Microsoft is pushing the boundaries of AI innovation beyond its partnership with OpenAI. Today, the tech giant unveiled three new models in its Phi series of language and multimodal AI, positioning itself as a formidable player in the AI landscape.
Introducing the Phi 3.5 Models
The newly released Phi 3.5 models include:
- Phi-3.5-mini-instruct: 3.82 billion parameters
- Phi-3.5-MoE-instruct: 41.9 billion parameters
- Phi-3.5-vision-instruct: 4.15 billion parameters
Each model is optimized for specific tasks: Phi-3.5-mini for basic and rapid reasoning, Phi-3.5-MoE for advanced reasoning, and Phi-3.5-vision for image and video analysis. Developers can download, customize, and fine-tune these models on Hugging Face, all under a Microsoft-branded MIT License permitting unrestricted commercial usage.

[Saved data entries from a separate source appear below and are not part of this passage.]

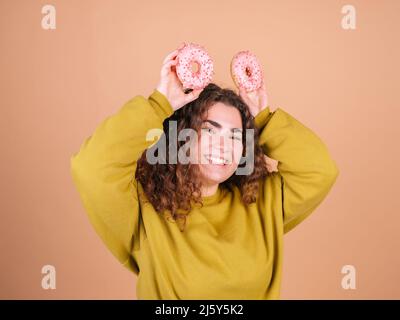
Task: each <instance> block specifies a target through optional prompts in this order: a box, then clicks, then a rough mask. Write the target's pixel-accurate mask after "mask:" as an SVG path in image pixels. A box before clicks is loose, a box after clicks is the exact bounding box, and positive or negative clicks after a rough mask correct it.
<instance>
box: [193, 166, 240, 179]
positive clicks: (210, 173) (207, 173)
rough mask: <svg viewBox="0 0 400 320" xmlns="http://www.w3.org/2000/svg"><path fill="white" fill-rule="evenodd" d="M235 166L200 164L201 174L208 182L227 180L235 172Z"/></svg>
mask: <svg viewBox="0 0 400 320" xmlns="http://www.w3.org/2000/svg"><path fill="white" fill-rule="evenodd" d="M235 170H236V166H232V165H225V166H220V165H213V164H204V165H201V169H200V171H201V173H202V176H203V177H204V178H205V179H206V180H207V181H209V182H210V183H222V182H224V181H226V180H228V179H229V178H230V177H231V175H232V174H234V173H235Z"/></svg>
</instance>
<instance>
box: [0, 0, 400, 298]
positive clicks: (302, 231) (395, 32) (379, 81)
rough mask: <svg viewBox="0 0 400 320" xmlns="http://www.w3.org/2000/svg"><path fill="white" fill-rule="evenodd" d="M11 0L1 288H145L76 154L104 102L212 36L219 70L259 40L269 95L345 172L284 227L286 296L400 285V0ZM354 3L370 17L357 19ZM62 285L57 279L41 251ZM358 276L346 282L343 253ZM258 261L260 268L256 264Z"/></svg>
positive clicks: (2, 111) (40, 295) (221, 78)
mask: <svg viewBox="0 0 400 320" xmlns="http://www.w3.org/2000/svg"><path fill="white" fill-rule="evenodd" d="M47 4H48V2H46V1H36V0H25V1H21V0H20V1H11V0H2V1H1V2H0V15H1V18H0V25H1V28H0V30H1V31H0V32H1V51H0V52H1V53H0V67H1V69H0V70H1V72H0V85H1V116H0V130H1V134H0V137H1V146H2V152H1V158H2V159H1V163H2V165H1V168H0V170H1V179H0V184H1V209H0V212H1V223H0V251H1V264H0V298H3V299H12V298H13V299H28V298H31V299H39V298H44V299H49V298H51V299H70V298H74V299H87V298H93V299H99V298H103V299H116V298H119V299H135V298H136V295H135V283H136V276H135V275H134V274H133V273H130V272H129V271H128V270H127V269H125V268H124V267H122V266H121V265H120V264H119V263H118V261H117V260H116V259H114V258H113V256H112V255H111V253H110V252H108V251H107V249H106V248H105V246H104V245H103V243H102V242H101V240H100V238H99V237H98V236H97V235H96V233H95V231H94V229H93V228H92V226H91V225H90V223H89V220H88V218H87V216H86V213H85V211H84V209H83V206H82V203H81V201H80V199H79V195H78V193H77V191H76V190H75V188H74V186H73V184H72V179H71V175H70V166H69V160H70V157H71V155H72V154H73V153H74V152H76V151H78V149H79V147H80V145H81V143H82V142H83V140H84V139H85V138H86V137H88V136H89V135H90V134H91V133H92V132H93V131H94V129H95V128H96V126H97V125H98V124H99V123H100V121H102V120H103V119H104V118H105V117H107V116H109V115H111V114H113V113H115V112H116V111H117V110H118V109H119V108H120V107H121V106H122V105H123V104H124V103H125V102H126V101H128V100H129V99H131V98H132V97H134V96H135V95H139V94H140V95H144V96H148V95H149V94H150V93H151V92H152V91H153V90H154V88H155V87H156V85H157V83H158V80H159V72H160V68H161V64H162V61H163V59H164V57H165V56H166V54H168V53H169V52H171V51H173V50H174V49H175V48H176V47H177V46H179V44H180V43H181V42H183V41H186V42H195V43H199V44H201V45H203V46H204V47H205V48H206V49H207V50H208V52H209V53H210V55H211V56H212V57H213V59H214V64H215V77H214V79H213V81H215V82H216V83H217V84H219V85H221V86H224V87H230V88H233V82H232V80H231V78H230V72H229V65H230V61H231V59H232V57H233V55H234V54H235V53H237V52H238V51H240V50H250V51H252V52H254V53H255V54H256V55H257V57H258V58H259V60H260V62H261V64H262V65H263V69H264V71H265V80H266V85H267V90H268V96H269V104H270V105H271V106H273V108H276V107H281V108H283V109H284V110H285V111H287V112H289V113H290V114H291V115H293V116H294V117H295V118H297V119H299V120H300V121H301V122H302V123H303V124H305V125H307V126H308V127H310V128H311V129H312V130H313V131H315V132H316V133H317V134H318V135H319V136H320V137H321V138H322V140H323V141H324V142H325V143H326V145H327V146H328V148H329V150H330V152H331V154H332V157H333V159H335V161H336V162H337V164H338V167H339V170H340V176H339V177H338V180H337V182H336V184H335V185H334V187H333V189H332V190H331V192H330V193H329V194H328V196H327V198H326V199H325V200H324V201H323V203H322V204H321V205H320V206H319V207H318V208H317V209H316V210H315V212H314V213H313V214H312V215H311V216H310V217H308V218H307V219H306V220H305V221H304V222H303V223H301V224H300V225H299V226H298V227H296V228H295V229H294V230H292V231H291V232H289V233H288V234H287V235H285V256H284V269H283V283H282V290H281V298H282V299H363V298H366V299H384V298H387V299H395V298H396V299H399V298H400V287H399V286H398V284H399V282H400V274H399V273H400V271H399V270H400V255H399V245H400V232H399V223H400V210H399V209H400V196H399V194H398V190H400V185H399V178H400V174H399V171H398V163H400V154H399V146H400V143H399V137H400V125H399V116H400V110H399V108H400V104H399V102H400V98H399V91H400V80H399V75H400V68H399V67H400V63H399V58H398V57H400V46H399V42H398V39H399V31H400V19H399V14H400V1H397V0H392V1H388V0H385V1H378V0H374V1H372V0H362V1H361V0H352V1H350V2H344V1H339V0H329V1H318V0H302V1H295V0H292V1H289V0H284V1H282V0H280V1H262V0H259V1H234V0H230V1H176V0H171V1H161V0H160V1H154V0H147V1H143V0H141V1H135V0H133V1H128V0H125V1H122V0H119V1H107V0H84V1H81V0H68V1H67V0H64V1H55V0H54V1H51V5H52V6H53V7H54V8H55V10H56V11H55V13H56V28H55V29H46V28H43V27H42V19H43V17H44V16H45V15H46V14H45V13H42V8H43V7H44V6H45V5H47ZM346 5H352V6H353V8H354V9H355V13H356V15H355V17H356V20H355V27H356V28H355V29H346V28H344V27H343V26H344V24H343V21H344V20H343V19H344V17H345V16H346V11H345V12H343V11H342V9H343V7H344V6H346ZM46 265H52V266H54V267H55V270H56V289H53V290H52V289H49V290H45V289H43V288H42V278H43V277H44V275H43V274H42V267H43V266H46ZM347 265H350V266H353V267H354V269H353V271H355V276H356V288H355V289H345V288H343V286H342V279H343V278H344V277H345V276H346V274H344V273H342V270H343V267H344V266H347ZM249 272H251V270H249Z"/></svg>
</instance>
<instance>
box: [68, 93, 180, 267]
mask: <svg viewBox="0 0 400 320" xmlns="http://www.w3.org/2000/svg"><path fill="white" fill-rule="evenodd" d="M172 113H173V109H172V107H171V105H170V103H169V101H168V100H167V98H166V97H165V96H164V95H163V94H162V93H160V92H159V91H157V90H154V92H153V93H152V94H151V95H150V96H149V98H148V99H146V98H144V97H143V96H140V95H139V96H135V97H134V98H132V99H131V100H129V101H127V102H126V103H125V104H124V105H123V106H122V107H121V108H120V109H119V110H118V111H117V112H116V113H115V114H113V115H111V116H109V117H107V118H106V119H105V120H103V121H102V122H101V123H100V124H99V125H98V126H97V128H96V129H95V131H94V133H93V134H92V135H91V136H89V137H87V138H86V139H85V140H84V141H83V143H82V145H81V147H80V149H79V151H78V152H77V153H75V154H73V155H72V157H71V158H70V170H71V175H72V179H73V182H74V185H75V187H76V189H77V191H78V193H79V195H80V198H81V201H82V204H83V206H84V209H85V211H86V213H87V215H88V217H89V220H90V222H91V224H92V226H93V227H94V229H95V231H96V232H97V234H98V235H99V236H100V238H101V239H102V241H103V242H104V244H105V245H106V247H107V248H108V249H109V250H110V251H111V253H112V254H113V255H114V256H115V257H116V258H117V259H118V260H119V262H120V263H121V264H123V265H124V266H125V267H127V268H128V269H129V270H130V271H132V272H134V273H136V274H137V273H138V266H137V265H136V263H135V261H134V259H133V258H132V255H131V253H132V250H136V249H138V248H139V243H138V241H139V235H138V232H139V214H140V212H139V203H138V194H137V191H138V186H137V181H136V179H135V170H136V164H137V160H138V158H139V157H140V156H141V154H142V153H143V152H144V151H145V150H146V149H147V148H148V147H149V146H150V145H151V144H153V143H154V141H146V135H147V133H148V131H149V130H150V129H157V128H158V129H160V130H162V128H163V121H164V120H165V119H166V118H167V117H169V116H170V115H171V114H172Z"/></svg>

Remarkably, these models deliver near state-of-the-art performance across various third-party benchmarks, outperforming notable competitors like Google's Gemini 1.5, Meta's Llama 3.1, and even OpenAI's GPT-4o in certain tests. This impressive performance has sparked praise for Microsoft across social media platforms.
Model Overviews
1. Phi-3.5 Mini Instruct: For Compute-Constrained Environments
The Phi-3.5 Mini Instruct model, with its 3.8 billion parameters, is designed for environments with limited memory and computing power. It supports a 128k token context length, making it ideal for tasks such as code generation, mathematical problem-solving, and logic-based reasoning. Despite its smaller size, it exhibits competitive performance in multilingual and multi-turn conversations, outperforming similar models in long-context code understanding.

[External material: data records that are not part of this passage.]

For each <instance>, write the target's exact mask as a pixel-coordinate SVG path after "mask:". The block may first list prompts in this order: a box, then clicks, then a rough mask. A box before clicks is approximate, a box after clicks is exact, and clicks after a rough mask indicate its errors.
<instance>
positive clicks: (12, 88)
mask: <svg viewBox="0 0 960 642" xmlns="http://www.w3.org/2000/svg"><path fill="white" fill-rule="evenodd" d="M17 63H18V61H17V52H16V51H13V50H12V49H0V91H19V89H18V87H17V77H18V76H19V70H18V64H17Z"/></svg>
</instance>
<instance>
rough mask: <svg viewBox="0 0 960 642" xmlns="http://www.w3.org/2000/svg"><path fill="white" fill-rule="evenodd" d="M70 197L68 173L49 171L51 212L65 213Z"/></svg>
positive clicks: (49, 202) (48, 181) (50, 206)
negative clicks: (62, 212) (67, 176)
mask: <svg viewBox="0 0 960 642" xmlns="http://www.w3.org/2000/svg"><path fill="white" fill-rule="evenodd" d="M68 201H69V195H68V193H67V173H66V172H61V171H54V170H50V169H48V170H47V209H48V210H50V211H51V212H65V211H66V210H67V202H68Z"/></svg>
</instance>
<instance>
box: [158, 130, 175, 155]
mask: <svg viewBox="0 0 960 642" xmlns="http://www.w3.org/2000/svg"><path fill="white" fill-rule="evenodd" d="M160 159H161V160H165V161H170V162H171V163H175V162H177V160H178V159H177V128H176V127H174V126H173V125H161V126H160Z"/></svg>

2. Phi-3.5 MoE: Mixture of Experts
The Phi-3.5 MoE model represents Microsoft's foray into the Mixture of Experts architecture, which combines multiple specialized models into one. With 42 billion active parameters and a 128k token context length, this model delivers scalable performance across various reasoning tasks. It frequently surpasses larger models in benchmarks, including significant strides in STEM and humanities subjects on the MMLU (Massive Multitask Language Understanding) test.
3. Phi-3.5 Vision Instruct: Advanced Multimodal Reasoning
The Phi-3.5 Vision Instruct model combines text and image processing, excelling at tasks such as image comprehension, optical character recognition, and video summarization. Like its counterparts, it supports a 128k token context length, allowing it to handle complex visual tasks. Microsoft trained this model on a mix of synthetic and publicly available datasets, emphasizing high-quality, reasoning-rich data.
Training the Phi Trio
- Phi-3.5 Mini Instruct: Trained on 3.4 trillion tokens over 10 days using 512 H100-80G GPUs.

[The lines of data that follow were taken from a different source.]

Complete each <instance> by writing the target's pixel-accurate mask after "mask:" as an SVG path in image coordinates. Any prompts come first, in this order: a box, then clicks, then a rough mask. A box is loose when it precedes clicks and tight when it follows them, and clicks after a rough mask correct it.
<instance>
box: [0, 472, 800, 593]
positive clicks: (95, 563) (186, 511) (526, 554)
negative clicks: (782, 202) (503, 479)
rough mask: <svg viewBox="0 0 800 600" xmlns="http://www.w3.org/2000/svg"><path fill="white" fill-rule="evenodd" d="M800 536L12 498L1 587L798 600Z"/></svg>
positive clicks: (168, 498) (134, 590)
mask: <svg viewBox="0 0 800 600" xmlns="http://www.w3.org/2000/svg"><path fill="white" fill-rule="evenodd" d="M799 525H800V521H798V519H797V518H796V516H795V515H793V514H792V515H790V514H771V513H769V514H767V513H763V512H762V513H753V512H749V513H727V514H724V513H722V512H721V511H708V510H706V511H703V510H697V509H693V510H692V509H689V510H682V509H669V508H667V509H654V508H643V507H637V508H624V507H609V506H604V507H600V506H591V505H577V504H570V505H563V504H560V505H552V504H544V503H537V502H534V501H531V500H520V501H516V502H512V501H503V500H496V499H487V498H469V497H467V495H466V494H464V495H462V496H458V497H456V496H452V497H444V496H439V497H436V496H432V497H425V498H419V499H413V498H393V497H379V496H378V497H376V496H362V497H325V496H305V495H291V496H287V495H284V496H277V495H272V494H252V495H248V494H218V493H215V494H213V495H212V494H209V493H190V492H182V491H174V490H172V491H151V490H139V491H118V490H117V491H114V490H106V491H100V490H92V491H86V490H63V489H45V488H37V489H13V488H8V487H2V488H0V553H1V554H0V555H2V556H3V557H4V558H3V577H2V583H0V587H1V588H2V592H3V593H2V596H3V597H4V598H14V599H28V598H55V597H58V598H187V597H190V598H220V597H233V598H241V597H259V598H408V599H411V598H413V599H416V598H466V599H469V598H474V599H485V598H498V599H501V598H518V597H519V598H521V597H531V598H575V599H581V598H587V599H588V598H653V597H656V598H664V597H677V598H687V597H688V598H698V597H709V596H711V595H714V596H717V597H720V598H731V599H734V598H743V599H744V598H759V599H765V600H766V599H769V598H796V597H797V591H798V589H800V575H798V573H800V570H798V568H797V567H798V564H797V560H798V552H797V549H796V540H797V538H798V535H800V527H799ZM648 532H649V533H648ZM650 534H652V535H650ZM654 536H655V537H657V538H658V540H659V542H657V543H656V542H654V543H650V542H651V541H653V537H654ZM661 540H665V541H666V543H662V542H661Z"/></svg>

- Phi-3.5 Vision Instruct: Trained on 500 billion tokens over 6 days with 256 A100-80G GPUs.
- Phi-3.5 MoE: Trained on 4.9 trillion tokens over 23 days using 512 H100-80G GPUs.
Open Source Commitment
All three Phi-3.5 models are released under the MIT license, showcasing Microsoft's dedication to the open-source community. This license allows developers to utilize, modify, and distribute the software freely while stating that it is provided “as is,” devoid of warranties.
Microsoft's introduction of the Phi-3.5 series marks a pivotal advancement in multilingual and multimodal AI, equipping developers to integrate cutting-edge capabilities into their applications and driving innovation in both commercial and research sectors.